On Mon, Jun 30, 2003 at 03:04:42PM -0400, Andrew Cagney wrote:

>varobj.c:find_frame_addr_in_frame_chain, and mi-var-display.exp.  We print
>out $fp, and use then search for that value in the frame chain.  Well,
>the DWARF-2 CFA value on ARM is biased from the frame pointer register,
>generally by four bytes.  I chose to use the same thing in the prologue
>unwinder for consistency - it makes unwinding ARM_SP_REGNUM simpler, which
>we need to get right in order for dummy frames to work.


Two wrongs, and they don't make a right :-(


- the arm shouldn't be setting / forcing FP_REGNUM
Instead, "fp" should always be the frame base.

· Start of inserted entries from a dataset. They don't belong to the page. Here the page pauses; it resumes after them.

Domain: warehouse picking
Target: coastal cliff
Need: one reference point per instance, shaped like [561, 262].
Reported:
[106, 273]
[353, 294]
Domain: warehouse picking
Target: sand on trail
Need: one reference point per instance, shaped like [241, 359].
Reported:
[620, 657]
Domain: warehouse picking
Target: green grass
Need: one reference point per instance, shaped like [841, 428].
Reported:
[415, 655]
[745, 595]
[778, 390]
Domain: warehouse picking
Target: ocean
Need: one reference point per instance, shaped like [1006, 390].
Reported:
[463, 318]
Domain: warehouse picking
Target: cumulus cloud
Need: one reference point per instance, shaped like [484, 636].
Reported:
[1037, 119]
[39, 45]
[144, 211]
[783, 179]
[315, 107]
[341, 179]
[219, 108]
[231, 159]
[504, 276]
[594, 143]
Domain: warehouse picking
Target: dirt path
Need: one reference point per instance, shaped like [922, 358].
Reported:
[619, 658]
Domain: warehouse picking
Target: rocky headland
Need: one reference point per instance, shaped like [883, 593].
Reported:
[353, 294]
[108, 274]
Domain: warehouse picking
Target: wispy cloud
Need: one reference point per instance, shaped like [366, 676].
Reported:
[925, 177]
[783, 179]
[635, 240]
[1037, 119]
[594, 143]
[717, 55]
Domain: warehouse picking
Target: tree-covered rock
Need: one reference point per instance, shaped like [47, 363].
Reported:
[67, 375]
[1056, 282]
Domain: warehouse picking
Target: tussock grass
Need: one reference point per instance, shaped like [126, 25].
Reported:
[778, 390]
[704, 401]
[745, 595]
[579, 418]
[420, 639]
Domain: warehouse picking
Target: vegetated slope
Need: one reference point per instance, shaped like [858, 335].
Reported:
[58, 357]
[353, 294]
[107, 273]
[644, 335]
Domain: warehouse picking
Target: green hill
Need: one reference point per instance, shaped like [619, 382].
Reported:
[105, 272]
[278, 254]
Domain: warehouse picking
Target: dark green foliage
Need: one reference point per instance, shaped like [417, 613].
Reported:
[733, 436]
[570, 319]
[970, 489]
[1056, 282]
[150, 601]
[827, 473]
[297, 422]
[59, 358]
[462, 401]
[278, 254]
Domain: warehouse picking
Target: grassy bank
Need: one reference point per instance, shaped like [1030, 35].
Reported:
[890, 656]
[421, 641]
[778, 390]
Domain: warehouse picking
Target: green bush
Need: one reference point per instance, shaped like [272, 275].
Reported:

$fp refers to a particular register on ARM.  Are you saying that print
$fp should print the frame base, and not the contents of the frame
pointer register?  Personally I'd find that pretty surprising.  Sure,
call it $frame if you want, but $fp is expected to be $r11 (in ARM
mode).

If the ISA has a register called $fp then $fp prints that register's value, else, $fp prints the `frame base' (which should be `frame locals address'). There's also a change-request open for someone to check that the Arm really does follow this behavior (compare `info registers fp' with `print $fp').


Anyway, the upshot is that, for scripting purposes, $fp is useless.

There is my patch to add $frame or $gdb.frame kicking around.

- the test shouldn't be using $fp to re-find a frame
It should be using a frame ID, but that involves interface changes to the MI -> MI 4.

So.... what, should I just ignore the failure or should I make the
get_frame_base_address change?

Unless you're up to revamping the MI interface so that it takes frame IDs ... :-).